Purchase of the print book includes a free eBook in PDF, Kindle, and ePub formats from Manning Publications.
About the technology
Deploying a machine learning application on a modern distributed system puts the spotlight on reliability, performance, security, and other operational concerns. In this in-depth guide, Yuan Tang, project lead of Argo and Kubeflow, shares patterns, examples, and hard-won insights on taking an ML model from a single device to a distributed cluster.
About the book
Distributed Machine Learning Patterns provides dozens of techniques for designing and deploying distributed machine learning systems. In it, you'll learn patterns for distributed model training, managing unexpected failures, and dynamic model serving. You'll appreciate the practical examples that accompany each pattern along with a full-scale project that implements distributed model training and inference with autoscaling on Kubernetes.
What's inside
- Data ingestion, distributed training, model serving, and more
- Automating Kubernetes and TensorFlow with Kubeflow and Argo Workflows
- Manage and monitor workloads at scale
About the reader
For data analysts and engineers familiar with the basics of machine learning, Bash, Python, and Docker.
About the author
Yuan Tang is a project lead of Argo and Kubeflow, maintainer of TensorFlow and XGBoost, and author of numerous open source projects.
Table of Contents
PART 1 BASIC CONCEPTS AND BACKGROUND
1 Introduction to distributed machine learning systems
PART 2 PATTERNS OF DISTRIBUTED MACHINE LEARNING SYSTEMS
2 Data ingestion patterns
3 Distributed training patterns
4 Model serving patterns
5 Workflow patterns
6 Operation patterns
PART 3 BUILDING A DISTRIBUTED MACHINE LEARNING WORKFLOW
7 Project overview and system architecture
8 Overview of relevant technologies
9 A complete implementation
商品描述(中文翻譯)
從筆記型電腦擴展到分散式集群的實用機器學習模式。
分散式機器學習系統使開發人員能夠處理跨多個集群的極大數據集,利用自動化工具並受益於硬件加速。
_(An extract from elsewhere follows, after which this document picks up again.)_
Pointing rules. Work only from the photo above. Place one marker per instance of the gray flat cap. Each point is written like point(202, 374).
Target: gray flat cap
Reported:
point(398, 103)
本書揭示了擴展機器學習系統的挑戰的最佳實踐技巧和內部貼士。 在《分散式機器學習模式》中,您將學習如何:- 應用分散式系統模式來構建可擴展和可靠的機器學習項目
- 使用數據輸入、分散式訓練、模型服務等構建機器學習流程
- 使用Kubernetes、TensorFlow、Kubeflow和Argo Workflows自動化機器學習任務
- 在不同模式和方法之間進行權衡
- 管理和監控大規模機器學習工作負載
在《分散式機器學習模式》中,您將學習如何將已建立的分散式系統模式應用於機器學習項目,並探索專為機器學習而創建的尖端新模式。本書以TensorFlow、Kubernetes、Kubeflow和Argo Workflows為基礎,以真實世界為根基,通過實例演示如何應用模式。通過實踐項目和清晰實用的DevOps技術,您可以輕鬆啟動、管理和監控基於雲的分散式機器學習流程。 購買印刷版書籍可獲得Manning Publications提供的PDF、Kindle和ePub格式的免費電子書。 關於技術 在現代分散式系統上部署機器學習應用程序將關注可靠性、性能、安全性和其他運營問題。在這本深入指南中,Argo和Kubeflow的項目負責人Yuan Tang分享了有關將機器學習模型從單一設備轉移到分散式集群的模式、示例和寶貴見解。 關於本書 《分散式機器學習模式》提供了設計和部署分散式機器學習系統的數十種技術。您將學習分散式模型訓練、處理意外故障和動態模型服務的模式。您將欣賞到每個模式附帶的實例以及一個實現在Kubernetes上自動縮放的分散式模型訓練和推理的完整項目。 內容簡介
- 數據輸入、分散式訓練、模型服務等
- 使用Kubeflow和Argo Workflows自動化Kubernetes和TensorFlow
- 管理和監控大規模工作負載
1 分散式機器學習系統簡介
第2部分 分散式機器學習系統的模式
2 數據輸入模式
3 分散式訓練模式
4 模型服務模式
5 工作流模式
6 運營模式
第3部分 構建分散式機器學習工作流程
7 項目概述和系統架構
8 相關技術概述
9 完整實現
作者簡介
Yuan Tang is currently a founding engineer at Akuity. Previously he was a senior software engineer at Alibaba Group, building AI infrastructure and AutoML platforms on Kubernetes. Yuan is co-chair of Kubeflow, maintainer of Argo, TensorFlow, XGBoost, and Apache MXNet. He is the co-author of TensorFlow in Practice and author of the TensorFlow implementation of Dive into Deep Learning.
作者簡介(中文翻譯)
Yuan Tang目前是Akuity的創始工程師。之前他在阿里巴巴集團擔任高級軟體工程師,負責在Kubernetes上建立AI基礎設施和AutoML平台。Yuan是Kubeflow的聯合主席,也是Argo、TensorFlow、XGBoost和Apache MXNet的維護者。他是《TensorFlow in Practice》的合著者,也是《Dive into Deep Learning》中TensorFlow實現的作者。